Less about the Common Budget
For potential German partners, Macron’s most controversial idea is to create a separate eurozone budget. Hence, he downplayed this in his speech. In earlier declarations, Macron had pushed for eurozone EU Member States to contribute a small percentage of GDP to a common pot. The amount would be set by a governing body, and administered by a eurozone finance minister. In his speech, though, Macron referred neither to the size of the budget nor to his legislative proposals, signalling his willingness to make concessions. Merkel supports the creation of a common, small budget, and even the creation of an executive body to oversee it, but such a move is not her priority. Germany’s liberals strongly opposing any such project, which prompted Macron to suggest a special fund for crisis-affected countries to be paid for from digital tax revenues or financial transactions.

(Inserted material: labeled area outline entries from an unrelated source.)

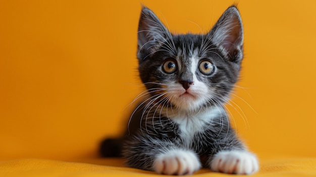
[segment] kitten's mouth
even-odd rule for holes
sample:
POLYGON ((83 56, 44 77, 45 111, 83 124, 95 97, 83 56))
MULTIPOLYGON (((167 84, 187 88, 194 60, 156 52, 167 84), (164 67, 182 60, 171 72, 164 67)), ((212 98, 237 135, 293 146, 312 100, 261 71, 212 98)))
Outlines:
POLYGON ((194 97, 194 95, 192 95, 192 94, 189 93, 188 91, 186 91, 184 93, 182 93, 182 94, 181 94, 180 95, 180 97, 194 97))

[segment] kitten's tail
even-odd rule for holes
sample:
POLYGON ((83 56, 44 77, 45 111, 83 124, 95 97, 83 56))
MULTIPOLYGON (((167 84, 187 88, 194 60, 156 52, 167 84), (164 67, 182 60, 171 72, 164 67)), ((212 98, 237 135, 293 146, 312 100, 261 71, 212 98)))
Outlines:
POLYGON ((108 138, 100 144, 99 153, 104 157, 122 157, 123 138, 108 138))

In his speech at the Sorbonne, Macron attempted to convince likely members of the next German coalition government that both countries could work together in carrying out deep reform of the European institutions, to mutual benefit. His bid could be successful.

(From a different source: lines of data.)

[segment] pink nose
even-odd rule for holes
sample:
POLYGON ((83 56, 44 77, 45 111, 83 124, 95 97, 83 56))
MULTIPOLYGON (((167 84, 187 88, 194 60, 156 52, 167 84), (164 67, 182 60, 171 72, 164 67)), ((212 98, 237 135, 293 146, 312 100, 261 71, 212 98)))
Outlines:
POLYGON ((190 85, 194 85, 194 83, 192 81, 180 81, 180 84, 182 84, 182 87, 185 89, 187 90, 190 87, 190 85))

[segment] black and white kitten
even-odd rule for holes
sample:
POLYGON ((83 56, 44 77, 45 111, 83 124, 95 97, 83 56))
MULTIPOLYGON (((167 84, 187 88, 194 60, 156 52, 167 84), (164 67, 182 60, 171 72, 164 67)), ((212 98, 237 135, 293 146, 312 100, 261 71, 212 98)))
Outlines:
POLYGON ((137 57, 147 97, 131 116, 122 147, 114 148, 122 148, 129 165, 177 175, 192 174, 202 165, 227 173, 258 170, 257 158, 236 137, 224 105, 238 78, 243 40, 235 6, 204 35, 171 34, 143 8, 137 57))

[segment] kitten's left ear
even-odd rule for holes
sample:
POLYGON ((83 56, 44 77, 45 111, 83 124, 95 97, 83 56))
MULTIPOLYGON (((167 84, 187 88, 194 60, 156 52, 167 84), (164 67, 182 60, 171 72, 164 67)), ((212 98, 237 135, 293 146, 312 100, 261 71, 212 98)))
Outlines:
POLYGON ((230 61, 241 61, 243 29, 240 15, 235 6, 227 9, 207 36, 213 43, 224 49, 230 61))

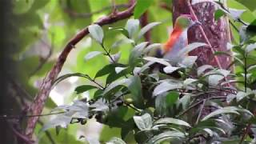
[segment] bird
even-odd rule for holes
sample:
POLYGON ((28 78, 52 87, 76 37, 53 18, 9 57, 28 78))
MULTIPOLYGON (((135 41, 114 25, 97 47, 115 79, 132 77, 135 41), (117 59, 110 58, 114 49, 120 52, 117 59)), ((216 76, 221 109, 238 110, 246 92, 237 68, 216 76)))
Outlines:
MULTIPOLYGON (((200 22, 195 20, 190 14, 181 14, 177 18, 173 31, 170 34, 167 41, 150 52, 150 56, 162 58, 177 62, 176 59, 178 52, 188 45, 187 31, 190 28, 196 25, 202 25, 200 22)), ((163 66, 158 66, 162 69, 163 66)))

First, most of Macron’s initiatives do not conflict with probable coalition programmes, which gives him an opportunity to build alliances with German’s next government (CDU/CSU, FDP, and the Greens). A good relationship with Angela Merkel is of key importance, because she shares the conviction that Germany and France should play a leading role in reforming the EU. Second, Macron’s proposals largely neutralise potential FDP opposition. For example, in an interview with Bild am Sonntag on 1 October Lindner said he appreciated the visionary nature of Macron’s proposals and his determination in trying to draw a European project from the current impasse. Putting aside the issue of a “big” budget, the eurozone is where compromise could happen. In the context of reform, the competences of the European Stability Mechanism could be broadened to allow greater investment support, at the expense of Macron’s multi-billion-euro budget. It is also possible that Germany will support his idea to appoint a finance minister for the zone. However, such an office would be likely to enforce compliance with fiscal rules rather than coordinating eurozone economic and budgetary policies. But the road to agreement is still long, and genuine coalition negotiations in Germany will only begin after the creation of the government at the end of the year.

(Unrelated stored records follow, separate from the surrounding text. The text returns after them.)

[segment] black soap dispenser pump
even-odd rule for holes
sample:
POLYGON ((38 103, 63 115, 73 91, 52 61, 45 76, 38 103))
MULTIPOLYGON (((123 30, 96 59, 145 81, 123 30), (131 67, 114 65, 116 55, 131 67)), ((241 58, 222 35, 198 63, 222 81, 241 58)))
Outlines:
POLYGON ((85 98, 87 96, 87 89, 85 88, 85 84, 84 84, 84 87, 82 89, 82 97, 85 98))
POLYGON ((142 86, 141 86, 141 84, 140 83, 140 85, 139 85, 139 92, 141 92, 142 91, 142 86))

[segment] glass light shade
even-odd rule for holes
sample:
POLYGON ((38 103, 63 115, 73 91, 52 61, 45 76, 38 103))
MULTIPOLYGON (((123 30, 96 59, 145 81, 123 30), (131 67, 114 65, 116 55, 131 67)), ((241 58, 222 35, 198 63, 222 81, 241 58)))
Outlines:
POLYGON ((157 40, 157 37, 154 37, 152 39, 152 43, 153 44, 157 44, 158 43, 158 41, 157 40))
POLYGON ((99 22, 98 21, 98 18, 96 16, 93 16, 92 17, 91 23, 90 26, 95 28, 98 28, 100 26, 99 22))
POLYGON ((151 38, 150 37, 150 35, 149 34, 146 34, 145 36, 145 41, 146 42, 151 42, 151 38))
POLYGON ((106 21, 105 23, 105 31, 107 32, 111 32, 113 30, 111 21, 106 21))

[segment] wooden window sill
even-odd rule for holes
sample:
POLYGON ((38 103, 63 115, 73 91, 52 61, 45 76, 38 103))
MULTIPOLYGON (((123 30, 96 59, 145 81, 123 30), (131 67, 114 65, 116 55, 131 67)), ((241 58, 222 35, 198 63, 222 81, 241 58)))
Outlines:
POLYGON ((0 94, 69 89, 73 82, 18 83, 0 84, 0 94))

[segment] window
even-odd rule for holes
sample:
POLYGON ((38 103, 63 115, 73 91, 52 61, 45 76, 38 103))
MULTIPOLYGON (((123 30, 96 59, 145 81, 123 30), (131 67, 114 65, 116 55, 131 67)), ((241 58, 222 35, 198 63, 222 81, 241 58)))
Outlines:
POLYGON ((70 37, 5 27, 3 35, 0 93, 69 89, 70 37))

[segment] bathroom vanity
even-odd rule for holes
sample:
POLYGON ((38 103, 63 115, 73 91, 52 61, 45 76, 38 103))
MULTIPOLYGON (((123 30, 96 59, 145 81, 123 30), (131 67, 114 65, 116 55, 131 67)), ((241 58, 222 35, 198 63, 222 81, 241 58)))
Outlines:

At this stage it is not known how Macron’s efforts to reform the EU will end, or what form the German “Jamaica” coalition government will take. Therefore, it is difficult to foresee the consequences of either for Poland. However, it is likely that Germany’s new coalition government will weaken any attempts to deepen the eurozone, to which Poland is opposed.
 Ł. Jurczyszyn, “French Presidential Candidate Macron's European Policy Concept,” PISM Bulletin, no. 39 (979), 21 April 2017, www.pism.pl.